Closed chris-h-phillips closed 6 years ago
theatrus
commented
6 years ago @polarbizzle Was this on c5 / m5 hardware or a different instance family?
We generally prefer metadata-lookups as it doesn't require any account scopes, and spreads any rate-limiting behavior of AWS APIs around to the instances, however a blank routes entry is very much a problem. Perhaps we should error in this case and let the CNI driver retry creating the namespace?
theatrus
commented
6 years ago Sorry, didn't see #37 - this approach sounds good to me to handle issues with the metadata service. On c5/m5, metadata population and VPC bringup is actually handled asynchronously from instance boot, which does lead to errors like this (as well as actually not being able to use the network interface at all).
chris-h-phillips
commented
6 years ago @theatrus thanks for the response that makes sense to me. We're actually using m4.xlarge instances for our nodes.
I installed the plugin in our dev cluster and after much whack-a-mole rescheduling of pods that couldn't talk to other pods things settled down. The problem pods kept coming back when new nodes would be added to the cluster. We use kops and the rolling update causes a lot of pod rescheduling. Eventually I started to look closer and found the trouble pods didn't have any routes for the vpc ranges at all. I also noticed that those pods were all the first pod that got assigned to a new eni whether it was a new node or just the next needed eni on a busy node.

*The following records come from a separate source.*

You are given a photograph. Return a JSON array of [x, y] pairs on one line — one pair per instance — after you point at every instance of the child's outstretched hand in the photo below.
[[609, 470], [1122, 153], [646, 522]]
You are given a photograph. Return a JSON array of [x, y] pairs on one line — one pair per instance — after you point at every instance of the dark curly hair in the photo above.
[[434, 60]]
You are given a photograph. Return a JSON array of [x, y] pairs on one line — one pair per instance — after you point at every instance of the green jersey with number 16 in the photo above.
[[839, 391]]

Looking at the code it seems that this lag between new eni and ec2 metadata service results being fully populated is a known thing. The ipam plugin depends on the ranges from the vpc-ipv4-cidr-blocks section of the metadata to set up the correct routes for the veth interfaces. However, the parsing of the vpc-ipv4-cidr-blocks call doesn't return an error if no cidrs were found. This results in an interface with no routes to the vpc.
So one approach to solving that could be simply checking the length of the vpc-ipv4-cidr-blocks slice and returning an error if it's 0. That would cause a retry on the metadata service until it gets a result. I'm somewhat concerned about that solution because I wonder if there is an intermediate state where some but not all of the VPC ranges get returned and so we're back where we started with required routes missing.
Another way of solving it would be to just use the describe vpcs api to get the vpc ranges all the time instead of relying on the metadata service. It appears that there is some desire to not use the describe VPC api calls to get the vpc cidrs. I'd like to get more context from those who know about that preference. We already have to have quite a few IAM permissions available to make the plugin work it doesn't seem like describe vpcs is that onerous as a part of that list. Maybe it's just to have one less place where config data is extracted from?